CorpusBuilder exposes JavaScript library to be used within the app that integrates with it. The library needs to be compiled first. Here are the versions of node
, npm
and yarn
used during development:
- node: v8.6.0
- npm: 5.3.0
- yarn: 1.2.1
To compile the CorpusBuilder JavaScript libraries and styles (to be pulled by ShariaSource):
RAILS_ENV=production bundle exec rails webpacker:compile
Running the above in the production environment will make Webpacker
minify and optimize the output JavaScript.
All OCR processes are being ran as background jobs. Some of the document related tasks (like e.g branches merging) are implemented this way as well.

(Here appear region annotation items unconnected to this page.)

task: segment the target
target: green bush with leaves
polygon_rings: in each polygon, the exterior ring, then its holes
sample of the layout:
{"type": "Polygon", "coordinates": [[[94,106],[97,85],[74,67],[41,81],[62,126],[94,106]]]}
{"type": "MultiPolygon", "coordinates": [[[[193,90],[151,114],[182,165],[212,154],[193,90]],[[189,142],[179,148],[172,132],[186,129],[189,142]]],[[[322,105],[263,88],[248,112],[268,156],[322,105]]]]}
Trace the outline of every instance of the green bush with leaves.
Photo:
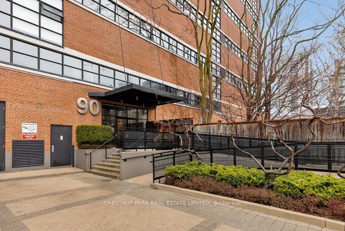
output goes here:
{"type": "MultiPolygon", "coordinates": [[[[192,176],[210,177],[234,186],[261,187],[265,182],[263,172],[256,168],[242,166],[223,166],[192,161],[183,165],[169,166],[165,175],[176,179],[188,179],[192,176]]],[[[311,172],[292,171],[285,176],[270,176],[272,190],[293,197],[315,196],[321,201],[345,197],[345,180],[331,176],[320,176],[311,172]]]]}
{"type": "Polygon", "coordinates": [[[165,169],[165,175],[178,179],[189,179],[194,176],[208,177],[236,186],[260,187],[265,181],[263,172],[257,169],[203,163],[197,166],[197,162],[192,161],[183,165],[169,166],[165,169]]]}
{"type": "Polygon", "coordinates": [[[99,125],[80,125],[76,129],[77,143],[101,145],[113,137],[113,128],[99,125]]]}
{"type": "Polygon", "coordinates": [[[277,193],[294,197],[309,195],[327,200],[345,196],[345,180],[311,172],[293,171],[277,177],[273,184],[273,190],[277,193]]]}

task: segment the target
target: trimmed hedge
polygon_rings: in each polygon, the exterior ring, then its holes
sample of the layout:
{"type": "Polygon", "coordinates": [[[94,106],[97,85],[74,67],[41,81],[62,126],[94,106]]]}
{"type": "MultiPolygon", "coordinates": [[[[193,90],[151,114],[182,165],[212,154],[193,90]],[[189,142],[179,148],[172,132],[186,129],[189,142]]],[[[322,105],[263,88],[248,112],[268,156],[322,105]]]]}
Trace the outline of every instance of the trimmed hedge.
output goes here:
{"type": "MultiPolygon", "coordinates": [[[[189,179],[192,176],[211,177],[219,182],[238,187],[244,185],[260,187],[265,182],[263,172],[256,168],[242,166],[223,166],[203,163],[198,167],[195,161],[183,165],[169,166],[165,175],[175,179],[189,179]]],[[[345,180],[331,176],[320,176],[311,172],[292,171],[285,176],[271,175],[272,190],[278,194],[292,197],[315,196],[327,201],[345,198],[345,180]]]]}
{"type": "Polygon", "coordinates": [[[242,166],[223,166],[192,161],[183,165],[169,166],[165,169],[165,175],[178,179],[189,179],[192,176],[209,177],[220,182],[228,183],[235,186],[249,185],[261,187],[265,182],[263,172],[257,169],[242,166]]]}
{"type": "Polygon", "coordinates": [[[311,172],[291,172],[277,177],[273,190],[294,197],[314,195],[319,200],[345,196],[345,180],[332,176],[320,176],[311,172]]]}
{"type": "Polygon", "coordinates": [[[113,134],[113,128],[109,126],[80,125],[76,129],[78,145],[100,145],[112,139],[113,134]]]}

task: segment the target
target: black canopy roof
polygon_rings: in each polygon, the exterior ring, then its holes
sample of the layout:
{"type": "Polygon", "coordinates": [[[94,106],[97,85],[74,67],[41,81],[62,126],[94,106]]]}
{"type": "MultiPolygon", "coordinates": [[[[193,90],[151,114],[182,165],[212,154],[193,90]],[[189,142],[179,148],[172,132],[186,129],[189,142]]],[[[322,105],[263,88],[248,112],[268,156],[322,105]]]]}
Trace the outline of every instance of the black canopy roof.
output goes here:
{"type": "Polygon", "coordinates": [[[154,108],[157,106],[185,100],[183,97],[176,94],[133,84],[105,92],[89,92],[89,96],[154,108]]]}

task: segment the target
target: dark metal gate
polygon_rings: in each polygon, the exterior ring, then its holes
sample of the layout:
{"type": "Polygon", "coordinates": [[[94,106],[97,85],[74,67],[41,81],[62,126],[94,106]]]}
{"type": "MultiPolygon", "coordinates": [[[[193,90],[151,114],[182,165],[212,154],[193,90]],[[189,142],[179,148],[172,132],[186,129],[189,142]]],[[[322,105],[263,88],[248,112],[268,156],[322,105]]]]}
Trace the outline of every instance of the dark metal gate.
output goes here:
{"type": "Polygon", "coordinates": [[[5,171],[5,106],[0,102],[0,172],[5,171]]]}
{"type": "Polygon", "coordinates": [[[50,129],[50,166],[71,165],[72,127],[52,125],[50,129]]]}

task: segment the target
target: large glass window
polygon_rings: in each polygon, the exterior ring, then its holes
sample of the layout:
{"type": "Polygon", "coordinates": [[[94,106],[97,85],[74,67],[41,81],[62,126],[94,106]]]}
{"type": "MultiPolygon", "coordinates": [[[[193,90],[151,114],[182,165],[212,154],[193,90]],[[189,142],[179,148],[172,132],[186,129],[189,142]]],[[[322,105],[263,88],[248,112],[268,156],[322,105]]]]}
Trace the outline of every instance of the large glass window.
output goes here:
{"type": "Polygon", "coordinates": [[[34,69],[38,69],[38,47],[13,40],[13,63],[34,69]]]}
{"type": "Polygon", "coordinates": [[[221,62],[221,44],[213,39],[212,40],[212,59],[220,63],[221,62]]]}
{"type": "MultiPolygon", "coordinates": [[[[127,84],[140,84],[181,95],[186,98],[185,103],[190,105],[192,105],[191,97],[194,95],[159,83],[130,74],[125,74],[110,68],[2,35],[0,35],[0,62],[26,67],[113,88],[121,87],[127,84]]],[[[212,67],[213,74],[220,76],[220,68],[213,63],[212,67]]],[[[195,105],[196,104],[193,103],[193,105],[195,105]]],[[[127,113],[126,110],[124,110],[124,112],[127,113]]],[[[127,115],[120,116],[126,117],[127,115]]],[[[144,119],[142,117],[141,119],[144,119]]]]}
{"type": "Polygon", "coordinates": [[[0,0],[0,25],[11,28],[11,17],[12,29],[62,45],[62,0],[0,0]]]}
{"type": "Polygon", "coordinates": [[[63,55],[63,74],[76,79],[82,79],[82,60],[63,55]]]}
{"type": "Polygon", "coordinates": [[[11,40],[0,36],[0,61],[11,61],[11,40]]]}
{"type": "Polygon", "coordinates": [[[145,129],[147,120],[147,110],[102,104],[102,124],[116,128],[120,136],[124,129],[145,129]]]}

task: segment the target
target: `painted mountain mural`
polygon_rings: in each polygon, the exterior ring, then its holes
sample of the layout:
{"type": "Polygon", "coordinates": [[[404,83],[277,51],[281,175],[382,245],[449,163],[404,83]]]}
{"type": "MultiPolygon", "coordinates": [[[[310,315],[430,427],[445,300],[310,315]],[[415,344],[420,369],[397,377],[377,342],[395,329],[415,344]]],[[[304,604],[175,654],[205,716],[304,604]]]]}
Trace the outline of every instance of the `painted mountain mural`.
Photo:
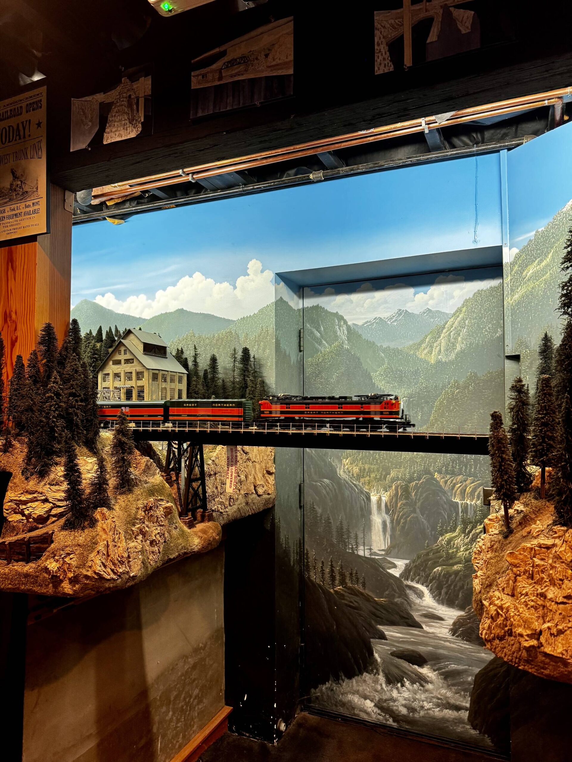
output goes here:
{"type": "Polygon", "coordinates": [[[84,333],[90,330],[95,333],[100,325],[104,331],[109,325],[111,328],[117,325],[120,331],[124,328],[140,328],[150,333],[159,334],[165,341],[172,341],[189,331],[210,335],[223,331],[233,324],[233,321],[227,318],[205,312],[191,312],[182,309],[175,309],[172,312],[162,312],[152,318],[138,318],[124,312],[116,312],[87,299],[78,302],[72,309],[71,316],[78,320],[84,333]]]}
{"type": "MultiPolygon", "coordinates": [[[[182,348],[190,358],[196,347],[205,363],[216,354],[223,376],[233,351],[248,347],[268,391],[286,392],[303,321],[305,394],[399,394],[418,429],[484,431],[503,399],[502,284],[493,274],[484,287],[469,281],[470,296],[451,312],[398,308],[361,325],[320,303],[309,303],[302,315],[282,298],[234,321],[182,309],[143,319],[87,299],[72,316],[83,332],[140,326],[160,334],[173,354],[182,348]]],[[[439,287],[452,294],[458,283],[439,287]]]]}
{"type": "Polygon", "coordinates": [[[352,325],[365,338],[384,347],[404,347],[422,338],[431,328],[447,322],[450,312],[426,307],[421,312],[397,309],[387,318],[371,318],[352,325]]]}

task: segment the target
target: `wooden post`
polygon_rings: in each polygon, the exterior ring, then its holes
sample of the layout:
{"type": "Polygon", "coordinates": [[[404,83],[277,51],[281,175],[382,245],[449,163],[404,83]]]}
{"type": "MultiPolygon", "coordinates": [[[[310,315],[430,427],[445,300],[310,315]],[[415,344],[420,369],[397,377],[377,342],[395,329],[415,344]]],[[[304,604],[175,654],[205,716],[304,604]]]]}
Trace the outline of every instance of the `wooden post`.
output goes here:
{"type": "Polygon", "coordinates": [[[413,65],[411,43],[411,0],[403,0],[403,63],[406,69],[413,65]]]}
{"type": "Polygon", "coordinates": [[[8,379],[16,355],[24,362],[45,322],[59,342],[69,325],[72,272],[72,213],[65,192],[50,190],[50,232],[0,245],[0,332],[8,379]]]}

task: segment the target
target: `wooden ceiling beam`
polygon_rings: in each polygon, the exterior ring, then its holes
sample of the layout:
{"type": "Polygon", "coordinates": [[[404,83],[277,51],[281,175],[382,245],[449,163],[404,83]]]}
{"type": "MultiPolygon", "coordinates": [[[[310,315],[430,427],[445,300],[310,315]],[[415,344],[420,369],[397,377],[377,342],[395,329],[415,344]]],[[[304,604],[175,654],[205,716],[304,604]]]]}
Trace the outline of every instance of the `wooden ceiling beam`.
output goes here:
{"type": "Polygon", "coordinates": [[[358,103],[294,116],[291,103],[270,104],[229,114],[216,123],[217,133],[212,121],[196,125],[185,121],[168,132],[88,152],[54,152],[52,178],[63,187],[80,190],[567,87],[572,82],[570,50],[503,66],[498,66],[494,50],[485,52],[487,66],[483,62],[484,53],[479,53],[479,57],[466,56],[462,68],[455,64],[457,77],[453,80],[428,82],[428,72],[448,71],[450,64],[437,62],[441,66],[436,68],[432,65],[431,69],[406,72],[403,76],[410,78],[387,80],[388,85],[393,82],[391,91],[358,103]],[[403,89],[403,82],[410,84],[408,89],[403,89]]]}

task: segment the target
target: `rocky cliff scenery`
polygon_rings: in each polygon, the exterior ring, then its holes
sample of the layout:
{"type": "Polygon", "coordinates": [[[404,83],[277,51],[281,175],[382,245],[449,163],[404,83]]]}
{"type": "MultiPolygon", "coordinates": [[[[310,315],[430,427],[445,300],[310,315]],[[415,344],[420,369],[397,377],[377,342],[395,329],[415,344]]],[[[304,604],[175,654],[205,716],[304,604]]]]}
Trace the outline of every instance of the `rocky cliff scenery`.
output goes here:
{"type": "MultiPolygon", "coordinates": [[[[111,470],[111,437],[100,447],[111,470]]],[[[4,523],[0,535],[0,588],[43,595],[84,596],[128,587],[162,564],[203,553],[221,539],[220,523],[264,511],[274,504],[274,451],[241,447],[240,479],[234,494],[225,491],[226,448],[206,448],[207,493],[215,520],[188,529],[178,517],[174,491],[156,463],[140,452],[131,464],[133,489],[110,488],[111,503],[99,507],[93,526],[81,531],[64,526],[69,515],[63,466],[44,479],[21,476],[25,447],[16,440],[0,454],[0,472],[8,475],[4,523]]],[[[79,450],[84,488],[97,471],[97,459],[79,450]]]]}
{"type": "Polygon", "coordinates": [[[471,606],[487,459],[306,450],[304,467],[312,703],[493,748],[468,719],[492,657],[471,606]]]}
{"type": "Polygon", "coordinates": [[[481,636],[513,666],[572,684],[572,529],[530,495],[514,504],[508,541],[500,514],[485,526],[473,555],[481,636]]]}
{"type": "MultiPolygon", "coordinates": [[[[88,299],[76,305],[72,317],[83,333],[95,334],[100,325],[104,332],[114,325],[119,332],[139,327],[157,332],[173,354],[182,349],[189,361],[196,347],[203,358],[217,356],[223,376],[229,373],[233,352],[248,347],[268,391],[285,392],[292,391],[288,379],[297,359],[291,339],[303,324],[305,393],[388,392],[400,395],[419,429],[484,431],[487,411],[503,395],[502,288],[498,273],[492,274],[482,281],[477,274],[473,280],[468,276],[471,296],[450,312],[399,308],[362,323],[327,309],[320,299],[307,300],[302,315],[281,296],[236,320],[180,308],[142,319],[88,299]]],[[[382,281],[371,285],[374,294],[384,287],[382,281]]],[[[458,285],[455,280],[439,286],[448,303],[456,303],[458,285]]]]}

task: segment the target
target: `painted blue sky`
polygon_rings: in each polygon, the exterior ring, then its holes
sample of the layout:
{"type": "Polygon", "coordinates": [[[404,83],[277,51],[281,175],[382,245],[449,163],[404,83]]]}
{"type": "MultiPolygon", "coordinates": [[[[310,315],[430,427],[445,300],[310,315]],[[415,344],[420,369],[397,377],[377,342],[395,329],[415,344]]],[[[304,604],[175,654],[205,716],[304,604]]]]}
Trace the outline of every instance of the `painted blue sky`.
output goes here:
{"type": "Polygon", "coordinates": [[[511,249],[519,249],[572,199],[572,123],[507,157],[511,249]]]}
{"type": "Polygon", "coordinates": [[[500,202],[491,155],[76,226],[72,304],[236,318],[275,272],[498,245],[500,202]]]}

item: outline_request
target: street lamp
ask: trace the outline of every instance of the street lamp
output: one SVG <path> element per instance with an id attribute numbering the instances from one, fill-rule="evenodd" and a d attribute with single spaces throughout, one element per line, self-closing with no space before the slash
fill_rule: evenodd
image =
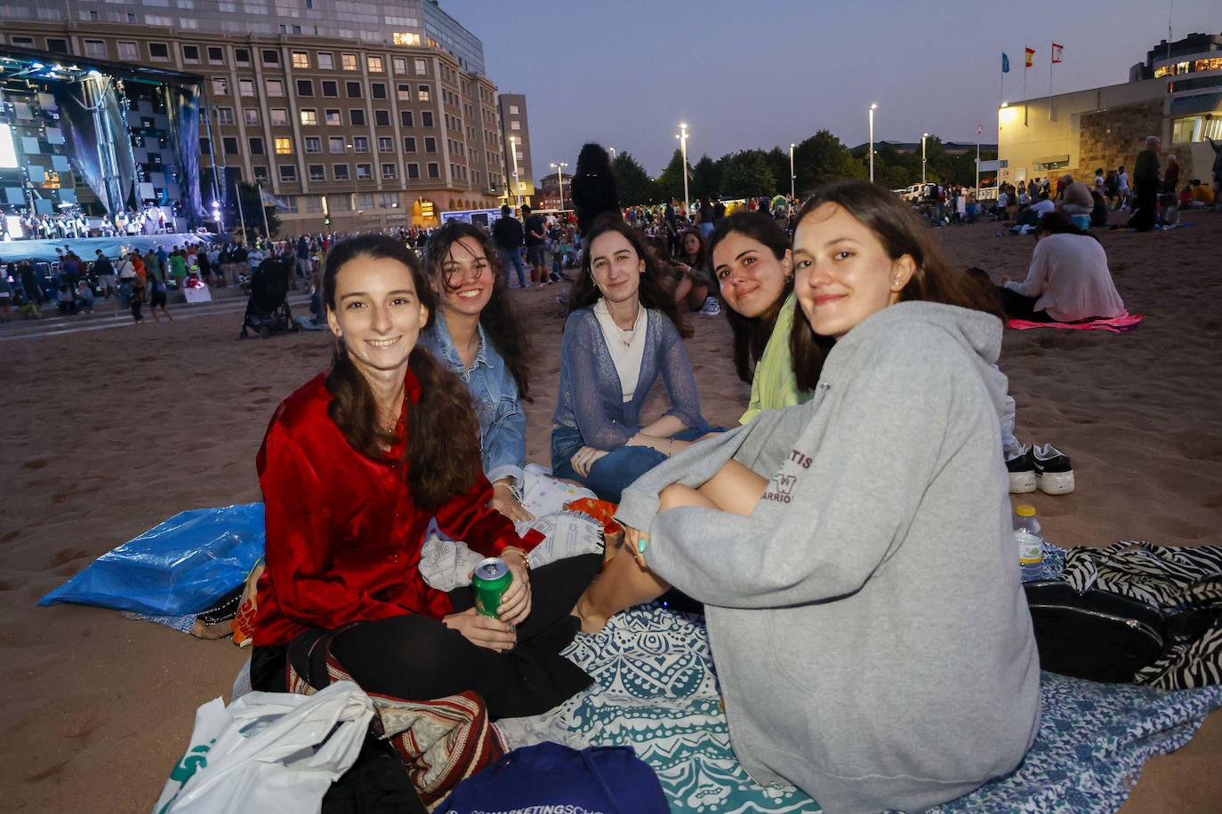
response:
<path id="1" fill-rule="evenodd" d="M 794 144 L 793 142 L 789 142 L 789 200 L 797 198 L 797 195 L 793 194 L 793 179 L 796 178 L 796 176 L 793 175 L 793 148 L 796 146 L 798 145 Z"/>
<path id="2" fill-rule="evenodd" d="M 920 185 L 925 185 L 925 139 L 929 138 L 929 133 L 920 134 Z M 924 193 L 921 193 L 924 194 Z"/>
<path id="3" fill-rule="evenodd" d="M 874 183 L 874 111 L 879 105 L 870 103 L 870 183 Z"/>
<path id="4" fill-rule="evenodd" d="M 679 148 L 683 151 L 683 209 L 688 214 L 692 212 L 692 198 L 688 195 L 687 190 L 687 124 L 679 122 L 679 132 L 675 137 L 679 140 Z"/>
<path id="5" fill-rule="evenodd" d="M 565 167 L 567 166 L 568 164 L 565 161 L 551 165 L 551 168 L 556 171 L 556 177 L 560 181 L 560 211 L 565 211 Z"/>
<path id="6" fill-rule="evenodd" d="M 510 137 L 510 151 L 513 153 L 513 190 L 518 199 L 518 209 L 522 209 L 522 178 L 518 177 L 518 137 Z"/>

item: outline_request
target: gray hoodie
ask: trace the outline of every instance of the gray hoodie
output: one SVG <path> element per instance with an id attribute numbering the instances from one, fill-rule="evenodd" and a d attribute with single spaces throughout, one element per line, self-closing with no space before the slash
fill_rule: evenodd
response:
<path id="1" fill-rule="evenodd" d="M 829 354 L 814 399 L 644 475 L 616 517 L 706 605 L 730 737 L 760 783 L 825 810 L 920 809 L 1022 762 L 1039 657 L 997 444 L 1001 322 L 901 303 Z M 730 459 L 771 478 L 750 516 L 657 514 Z"/>

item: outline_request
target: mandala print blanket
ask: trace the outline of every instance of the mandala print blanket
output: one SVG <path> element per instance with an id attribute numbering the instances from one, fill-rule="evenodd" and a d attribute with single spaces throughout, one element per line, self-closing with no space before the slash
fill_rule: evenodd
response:
<path id="1" fill-rule="evenodd" d="M 560 722 L 594 746 L 633 746 L 672 810 L 819 810 L 792 786 L 759 786 L 734 759 L 699 618 L 635 609 L 578 636 L 566 655 L 595 685 L 560 708 Z M 934 810 L 1114 812 L 1147 759 L 1187 743 L 1222 707 L 1222 687 L 1163 692 L 1046 672 L 1041 701 L 1040 733 L 1023 764 Z"/>

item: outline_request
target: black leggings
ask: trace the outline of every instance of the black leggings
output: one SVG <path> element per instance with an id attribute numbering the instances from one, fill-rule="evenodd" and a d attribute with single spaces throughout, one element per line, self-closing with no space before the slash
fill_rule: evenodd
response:
<path id="1" fill-rule="evenodd" d="M 577 598 L 602 565 L 601 554 L 574 556 L 530 575 L 530 615 L 518 625 L 517 646 L 497 653 L 468 641 L 441 620 L 407 614 L 357 622 L 335 633 L 330 652 L 367 692 L 428 701 L 473 690 L 492 719 L 538 715 L 591 682 L 585 671 L 560 655 L 578 631 L 569 615 Z M 450 592 L 455 610 L 473 605 L 469 587 Z M 285 690 L 286 659 L 310 686 L 321 688 L 326 647 L 314 647 L 330 631 L 312 630 L 287 647 L 257 647 L 251 658 L 255 690 Z"/>

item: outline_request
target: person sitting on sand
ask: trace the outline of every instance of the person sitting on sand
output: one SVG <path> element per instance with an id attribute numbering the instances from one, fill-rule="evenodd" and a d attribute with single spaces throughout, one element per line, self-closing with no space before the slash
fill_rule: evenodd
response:
<path id="1" fill-rule="evenodd" d="M 683 348 L 692 328 L 659 282 L 645 238 L 611 212 L 585 240 L 561 340 L 551 469 L 618 503 L 626 486 L 709 425 Z M 671 409 L 642 426 L 642 406 L 659 376 Z"/>
<path id="2" fill-rule="evenodd" d="M 558 652 L 602 556 L 529 571 L 530 546 L 488 506 L 479 420 L 463 382 L 417 342 L 435 299 L 402 240 L 337 243 L 323 292 L 331 367 L 280 404 L 257 458 L 266 570 L 252 686 L 285 691 L 291 665 L 324 687 L 318 655 L 329 652 L 367 692 L 425 701 L 474 691 L 494 719 L 551 709 L 590 683 Z M 500 619 L 475 614 L 470 588 L 425 583 L 418 565 L 431 519 L 508 565 Z"/>
<path id="3" fill-rule="evenodd" d="M 426 258 L 439 309 L 420 344 L 470 389 L 492 508 L 532 520 L 514 493 L 524 486 L 529 344 L 500 282 L 500 253 L 478 226 L 451 221 L 429 238 Z"/>
<path id="4" fill-rule="evenodd" d="M 747 423 L 763 410 L 805 404 L 819 381 L 825 347 L 811 345 L 809 358 L 794 362 L 789 337 L 797 298 L 789 236 L 776 221 L 739 210 L 709 238 L 712 273 L 734 334 L 734 370 L 752 386 Z"/>
<path id="5" fill-rule="evenodd" d="M 1079 322 L 1124 312 L 1107 253 L 1094 236 L 1053 212 L 1035 226 L 1035 240 L 1026 279 L 1002 277 L 997 289 L 1009 319 Z"/>
<path id="6" fill-rule="evenodd" d="M 582 597 L 705 603 L 731 744 L 830 812 L 918 810 L 1017 766 L 1040 665 L 997 445 L 1002 325 L 885 187 L 802 207 L 794 289 L 833 337 L 815 398 L 644 475 Z"/>

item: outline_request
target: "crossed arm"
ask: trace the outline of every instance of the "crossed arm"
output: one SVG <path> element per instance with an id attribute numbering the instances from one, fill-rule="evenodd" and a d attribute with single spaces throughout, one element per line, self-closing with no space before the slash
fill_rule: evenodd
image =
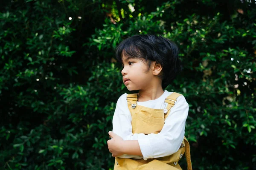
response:
<path id="1" fill-rule="evenodd" d="M 160 133 L 145 135 L 132 133 L 131 113 L 127 106 L 119 103 L 120 99 L 113 117 L 113 132 L 109 132 L 112 139 L 108 141 L 108 149 L 113 156 L 147 160 L 177 152 L 184 135 L 189 110 L 186 102 L 177 103 L 172 108 Z"/>
<path id="2" fill-rule="evenodd" d="M 113 157 L 121 156 L 124 154 L 143 156 L 138 140 L 125 141 L 113 132 L 110 131 L 108 134 L 112 138 L 108 141 L 108 145 Z"/>

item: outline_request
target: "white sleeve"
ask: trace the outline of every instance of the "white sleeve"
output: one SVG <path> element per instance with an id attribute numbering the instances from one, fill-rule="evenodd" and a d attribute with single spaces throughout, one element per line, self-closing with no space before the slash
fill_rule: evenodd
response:
<path id="1" fill-rule="evenodd" d="M 113 132 L 121 136 L 124 140 L 138 140 L 138 137 L 143 138 L 143 133 L 132 134 L 131 126 L 131 115 L 128 107 L 125 94 L 121 96 L 116 103 L 116 107 L 113 119 Z M 134 158 L 141 159 L 142 156 L 124 154 L 119 156 L 123 158 Z"/>
<path id="2" fill-rule="evenodd" d="M 187 103 L 176 104 L 171 109 L 161 132 L 138 139 L 144 160 L 167 156 L 178 150 L 184 137 L 188 111 Z"/>
<path id="3" fill-rule="evenodd" d="M 124 94 L 118 99 L 113 119 L 113 131 L 125 140 L 137 140 L 143 156 L 124 154 L 123 158 L 144 160 L 170 155 L 177 151 L 185 133 L 189 105 L 185 101 L 176 104 L 171 109 L 163 129 L 157 134 L 132 134 L 131 116 Z"/>

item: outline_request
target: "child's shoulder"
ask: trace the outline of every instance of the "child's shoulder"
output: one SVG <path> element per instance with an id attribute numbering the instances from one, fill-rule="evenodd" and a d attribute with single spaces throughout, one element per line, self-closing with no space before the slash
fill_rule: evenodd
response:
<path id="1" fill-rule="evenodd" d="M 126 93 L 122 94 L 122 95 L 121 95 L 121 96 L 120 97 L 119 97 L 119 98 L 118 99 L 118 100 L 117 100 L 117 102 L 126 102 L 126 98 L 127 97 L 127 95 L 128 95 L 128 94 L 127 94 Z"/>
<path id="2" fill-rule="evenodd" d="M 166 92 L 166 96 L 165 96 L 165 99 L 167 98 L 167 97 L 168 97 L 169 96 L 172 95 L 174 92 L 169 92 L 166 90 L 165 91 L 165 93 Z M 175 103 L 175 105 L 182 105 L 182 104 L 185 104 L 185 105 L 188 105 L 188 103 L 186 102 L 186 100 L 185 98 L 185 97 L 184 96 L 183 94 L 180 93 L 177 93 L 177 93 L 178 93 L 179 94 L 181 94 L 181 95 L 179 96 L 178 97 L 177 97 L 176 99 L 177 100 L 176 102 Z"/>
<path id="3" fill-rule="evenodd" d="M 168 97 L 169 96 L 171 95 L 173 93 L 174 93 L 174 92 L 169 92 L 166 90 L 165 90 L 162 96 L 161 96 L 159 99 L 162 100 L 163 101 L 164 101 L 164 100 L 166 98 Z M 188 105 L 188 103 L 187 102 L 186 100 L 185 97 L 183 95 L 183 94 L 181 93 L 179 93 L 179 94 L 181 94 L 181 95 L 179 96 L 178 97 L 177 97 L 177 99 L 176 99 L 177 100 L 177 102 L 175 103 L 175 105 L 180 105 L 180 104 Z M 118 100 L 117 100 L 117 103 L 119 103 L 120 104 L 126 104 L 127 102 L 127 100 L 126 99 L 126 98 L 127 97 L 128 95 L 128 94 L 127 94 L 126 93 L 122 94 L 119 97 L 119 99 L 118 99 Z"/>

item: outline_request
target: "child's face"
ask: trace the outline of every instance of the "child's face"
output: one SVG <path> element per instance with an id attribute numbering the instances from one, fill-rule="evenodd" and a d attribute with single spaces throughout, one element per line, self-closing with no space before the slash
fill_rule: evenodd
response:
<path id="1" fill-rule="evenodd" d="M 123 82 L 128 90 L 146 90 L 150 88 L 154 75 L 151 69 L 147 71 L 148 66 L 145 60 L 124 56 L 122 61 Z"/>

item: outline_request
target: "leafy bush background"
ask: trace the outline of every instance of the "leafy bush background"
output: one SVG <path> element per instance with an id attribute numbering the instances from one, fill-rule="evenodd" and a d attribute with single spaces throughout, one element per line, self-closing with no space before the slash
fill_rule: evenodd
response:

Running the jobs runner follows the usual Rails convention:
bundle exec rails jobs:work
The app uses DelayedJob
via ActiveRecord
for the jobs management.
Just as a reminder: we'll need the pg_dump
for the new CorpusBuilder database. It would be best to at least have the file backup set up for the public/uploads
and public/export
directories.
Following is a sample set of environment variables needed to be available for the ShariaSource app's process to have it able to communicate with CorpusBuilder:
CORPUS_BUILDER_SHARIA_SOURCE_APP_ID=453aac29-386f-433a-b581-3b12912cc48e
CORPUS_BUILDER_SHARIA_SOURCE_TOKEN='\$2a\$08\$OG4Kfq9DuwkLdhhevSKswe1aldOqv1/ESPyKFpv2Lval/.5tAEDma'
CORPUS_BUILDER_HOST=localhost
CORPUS_BUILDER_PORT=7998
CORPUS_BUILDER_API_URL=http://0.0.0.0:7998
CORPUS_BUILDER_PUBLIC_URL=http://98.shariasource.berkman.temphost.net:7998
CORPUS_BUILDER_API_VERSION=1
Note that the $
signs in the token are being escaped in the above example.